These States Have the Lowest Mortgage Refinance Rates

December 4, 2019

Over the past year, mortgage interest rates have dropped more than 1 percentage point, creating a rush to refinance. But homeowners in some states are having better luck at refinancing their mortgage and locking in a lower monthly payment on their mortgage.

Overall, about 75% of mortgage refinance applications are approved nationally.

Home value appreciation and credit scores matter most when it comes to refinance approvals, researchers at LendingTree note. They analyzed more than 10 million mortgage refinance approvals by state and compared those rates to home-price appreciation and average credit scores.

Overall, Utah homeowners had the highest approval rate at 82%, followed by applicants in North Dakota and South Dakota.

On the other hand, New Mexico and Florida homeowners had the lowest rate of refinance approvals.

Some homeowners are bypassing refinancing altogether.

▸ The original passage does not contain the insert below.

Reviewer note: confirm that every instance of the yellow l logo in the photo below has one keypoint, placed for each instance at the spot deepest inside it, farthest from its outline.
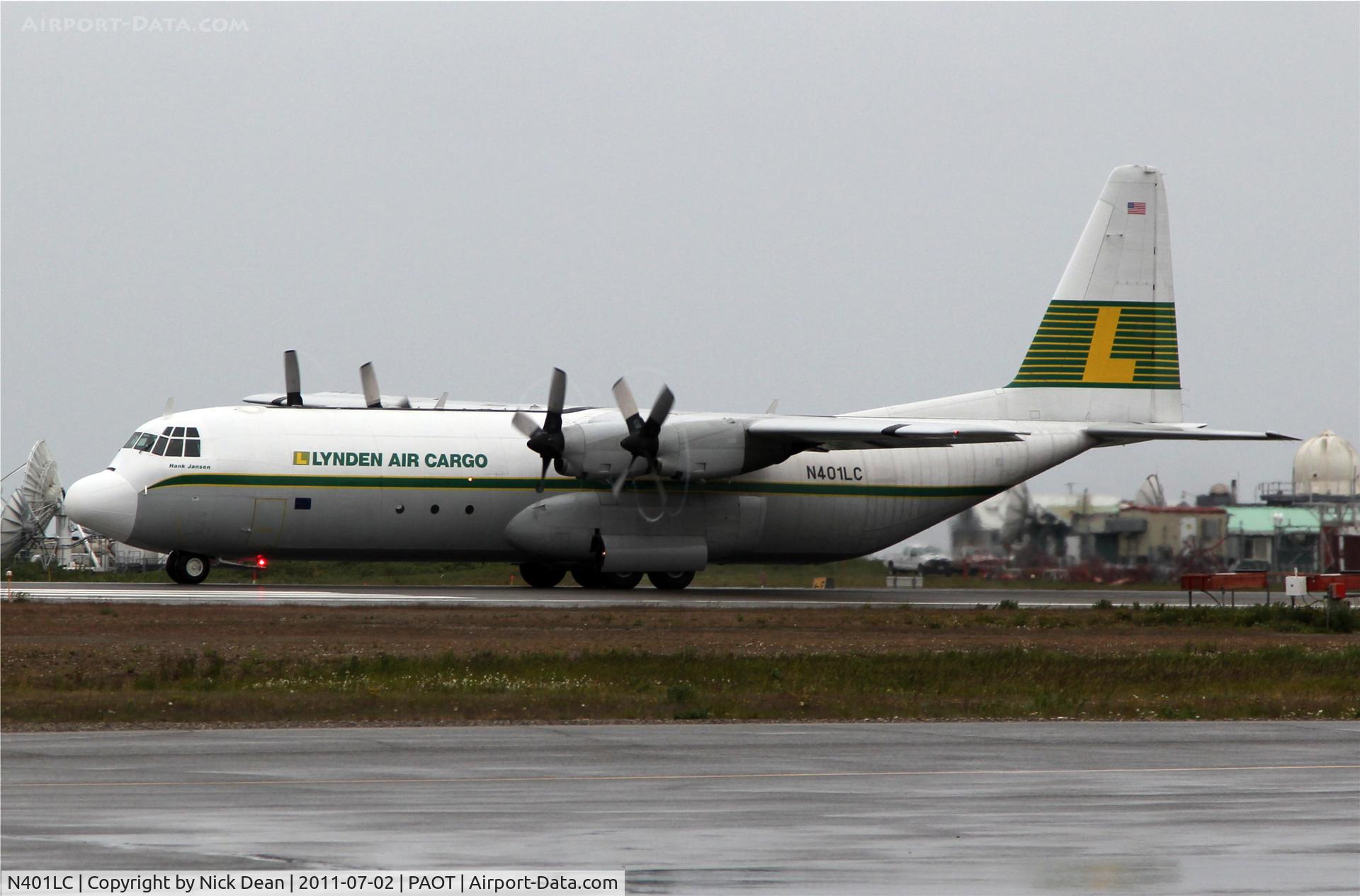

But they may be passing up some big savings. LendingTree presents the following example: A borrower who had a $300,000 loan in November 2018 at a 4.75% mortgage rate could save about $200 per month on their payment and more than $50,000 on lifetime interest by refinancing at 3.75%.

“The availability of a lower interest rate is only one of the conditions needed to refinance a mortgage,” says Tendayi Kapfidze, LendingTree’s chief economist and lead author of the study. “Borrowers often need to have some equity in their home, especially if they want to take cash out, and a solid credit score. Fortunately, increases in home prices since 2012, combined with paying down their loan balances, means many borrowers have built considerable equity in their homes.”

Homeowners with strong home value appreciation see an interest rate difference of 0.50, while those with strong credit scores see a rate difference of 0.64 in their favor, the researchers found.